Roger Waters knew his questionable stance on the conflict between Palestinians and Jews would raise controversy on his ongoing "The Wall" concert tour - but insists he's not trying to start trouble.
Waters' fiancee has come to the rocker's defense after officials at the Anti-Defamation League in America criticized the former Pink Floyd star for his use of images including the Jewish Star of David and the U.S. dollar sign which are projected above the stage during the shows.
Organization director Abe Foxman claims Waters is using the imagery to comment on the Israeli-Palestinian conflict and insists it could be seen as anti-Semitic.
But Waters' partner Laurie Durning is adamant the star did not mean to offend anyone with the backdrop, telling the New York Post, "This show is unapologetically anti-war, and we would really like to put a quick end to any possible rumors of it being in any way negative towards any group of people."
But Waters knew the images he's using on his tour would be controversial - in a Rolling Stone article published just before his hit the road earlier this month, the rocker was questioned about his imagery and the fact that some might construe images of the Star of David and dollar signs being dropped from a plane as anti-Jewish.
He told the publication, "There are huge, huge profits to be made from war, and that, by and large, is why they happen so often.
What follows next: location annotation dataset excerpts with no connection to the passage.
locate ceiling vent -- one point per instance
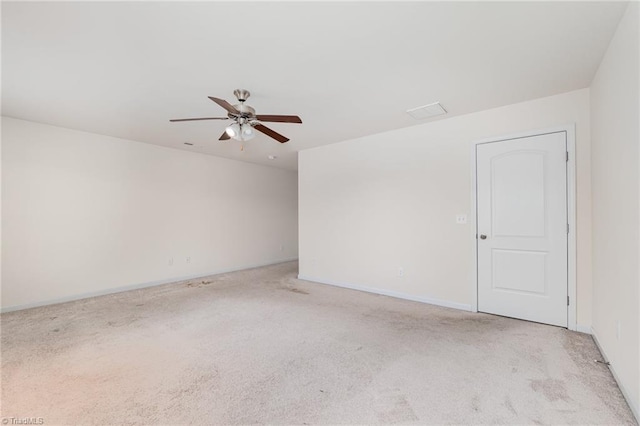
(427, 111)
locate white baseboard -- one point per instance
(632, 404)
(135, 287)
(396, 294)
(581, 328)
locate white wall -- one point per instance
(615, 113)
(84, 213)
(371, 205)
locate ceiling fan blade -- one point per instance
(271, 133)
(197, 119)
(226, 105)
(280, 118)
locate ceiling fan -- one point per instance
(245, 119)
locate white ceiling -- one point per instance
(347, 69)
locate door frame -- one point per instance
(570, 131)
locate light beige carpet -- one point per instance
(260, 346)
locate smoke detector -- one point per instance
(427, 111)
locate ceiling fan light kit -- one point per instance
(245, 119)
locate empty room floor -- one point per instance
(260, 346)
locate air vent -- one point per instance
(427, 111)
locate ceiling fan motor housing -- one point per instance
(242, 94)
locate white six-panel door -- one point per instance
(522, 228)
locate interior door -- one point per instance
(522, 228)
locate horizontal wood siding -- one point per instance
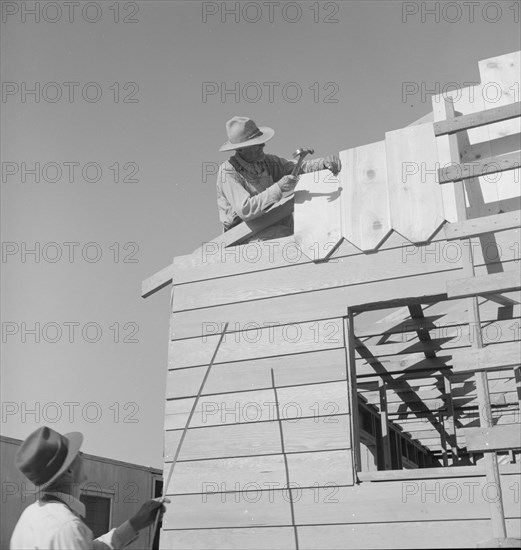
(286, 314)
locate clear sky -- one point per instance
(133, 91)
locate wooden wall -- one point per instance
(128, 486)
(286, 313)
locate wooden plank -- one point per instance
(317, 216)
(290, 370)
(495, 438)
(500, 85)
(435, 473)
(242, 509)
(268, 342)
(436, 320)
(484, 284)
(474, 120)
(393, 501)
(424, 534)
(366, 220)
(263, 472)
(214, 261)
(259, 438)
(463, 360)
(415, 197)
(479, 226)
(384, 424)
(386, 265)
(318, 401)
(492, 165)
(248, 538)
(234, 236)
(405, 501)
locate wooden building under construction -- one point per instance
(366, 392)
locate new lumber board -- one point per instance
(482, 285)
(415, 198)
(435, 321)
(234, 236)
(474, 120)
(262, 472)
(319, 401)
(311, 306)
(393, 501)
(496, 438)
(413, 535)
(259, 438)
(482, 167)
(479, 226)
(338, 272)
(366, 220)
(317, 217)
(271, 341)
(289, 370)
(423, 534)
(214, 261)
(248, 538)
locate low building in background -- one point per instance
(114, 491)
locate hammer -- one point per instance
(300, 154)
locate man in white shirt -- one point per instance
(53, 462)
(250, 181)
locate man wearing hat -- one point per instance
(250, 181)
(53, 462)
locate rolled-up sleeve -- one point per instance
(247, 206)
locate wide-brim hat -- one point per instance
(243, 132)
(45, 455)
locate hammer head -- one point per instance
(301, 153)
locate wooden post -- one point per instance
(443, 442)
(349, 338)
(450, 426)
(386, 442)
(497, 514)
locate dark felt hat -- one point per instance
(46, 454)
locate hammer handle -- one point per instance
(296, 170)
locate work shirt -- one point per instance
(54, 523)
(246, 190)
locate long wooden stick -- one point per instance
(185, 429)
(286, 465)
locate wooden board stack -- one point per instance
(368, 318)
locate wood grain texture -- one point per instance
(217, 262)
(392, 501)
(317, 215)
(366, 220)
(268, 342)
(316, 400)
(260, 438)
(500, 85)
(262, 472)
(252, 538)
(478, 168)
(479, 226)
(473, 120)
(390, 264)
(289, 370)
(405, 501)
(424, 534)
(496, 438)
(415, 197)
(484, 284)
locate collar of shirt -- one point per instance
(73, 503)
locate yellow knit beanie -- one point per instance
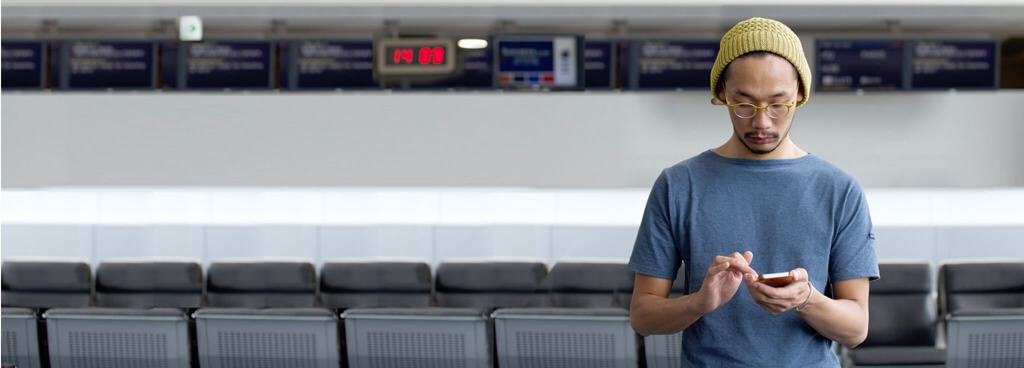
(758, 34)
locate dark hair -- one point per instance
(720, 85)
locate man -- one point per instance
(757, 202)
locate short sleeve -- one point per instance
(852, 254)
(654, 252)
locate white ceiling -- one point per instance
(1003, 16)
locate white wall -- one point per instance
(442, 223)
(572, 139)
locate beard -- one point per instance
(778, 139)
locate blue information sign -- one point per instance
(332, 65)
(953, 65)
(23, 65)
(849, 65)
(226, 65)
(597, 56)
(109, 65)
(669, 65)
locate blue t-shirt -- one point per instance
(801, 212)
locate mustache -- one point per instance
(770, 134)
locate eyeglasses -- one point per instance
(747, 111)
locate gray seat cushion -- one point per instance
(115, 313)
(274, 312)
(422, 312)
(574, 312)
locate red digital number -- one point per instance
(424, 56)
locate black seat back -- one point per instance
(46, 284)
(150, 284)
(261, 284)
(375, 284)
(589, 284)
(902, 310)
(492, 284)
(981, 286)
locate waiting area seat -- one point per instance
(20, 334)
(375, 284)
(423, 337)
(984, 308)
(140, 319)
(263, 314)
(45, 284)
(492, 284)
(586, 325)
(903, 320)
(30, 286)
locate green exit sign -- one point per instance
(189, 29)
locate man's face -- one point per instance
(761, 81)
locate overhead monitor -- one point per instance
(852, 65)
(331, 64)
(539, 62)
(672, 64)
(24, 65)
(599, 65)
(953, 64)
(100, 65)
(242, 65)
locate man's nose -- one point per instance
(761, 120)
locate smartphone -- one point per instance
(775, 280)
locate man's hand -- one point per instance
(778, 299)
(723, 280)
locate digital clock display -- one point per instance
(415, 56)
(424, 55)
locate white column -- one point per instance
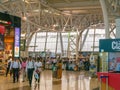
(117, 21)
(106, 21)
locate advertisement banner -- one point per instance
(1, 42)
(17, 42)
(22, 44)
(114, 61)
(109, 45)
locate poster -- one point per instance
(114, 61)
(17, 42)
(1, 42)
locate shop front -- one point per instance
(110, 64)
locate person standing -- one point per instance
(59, 69)
(15, 66)
(29, 69)
(38, 69)
(23, 69)
(8, 66)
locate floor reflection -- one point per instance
(70, 81)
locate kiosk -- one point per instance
(110, 64)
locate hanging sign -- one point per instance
(17, 42)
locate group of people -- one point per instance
(26, 67)
(57, 69)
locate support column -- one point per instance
(56, 44)
(94, 38)
(77, 45)
(106, 21)
(61, 42)
(117, 22)
(35, 43)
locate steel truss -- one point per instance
(38, 16)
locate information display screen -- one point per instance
(114, 61)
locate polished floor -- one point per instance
(70, 81)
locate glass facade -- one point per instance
(52, 39)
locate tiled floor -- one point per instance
(70, 81)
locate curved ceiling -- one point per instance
(58, 15)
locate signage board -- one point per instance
(109, 45)
(17, 42)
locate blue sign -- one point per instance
(109, 45)
(17, 42)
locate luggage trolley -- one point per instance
(101, 77)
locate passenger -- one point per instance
(23, 69)
(29, 69)
(8, 66)
(15, 66)
(59, 69)
(38, 70)
(54, 70)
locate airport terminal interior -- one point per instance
(59, 44)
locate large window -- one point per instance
(52, 39)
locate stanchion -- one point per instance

This show is unashamedly about all those big questions.
"Some people think that people shouldn't use the platforms that they have because of their celebrity or success. I don't subscribe to that view at all."
But Waters stopped short of adding an essay to his tour in which his was planning to suggest Christianity, Judaism and Islam are equally invalid, stating, "The time has come to put aside the notion of an omnipotent presence."
He even asked Rolling Stone reporter Brian Hiatt if he thought he could "get away with this in a rock 'n' roll program". The journalist wrote, "He ultimately decided the answer was no - and cut the essay."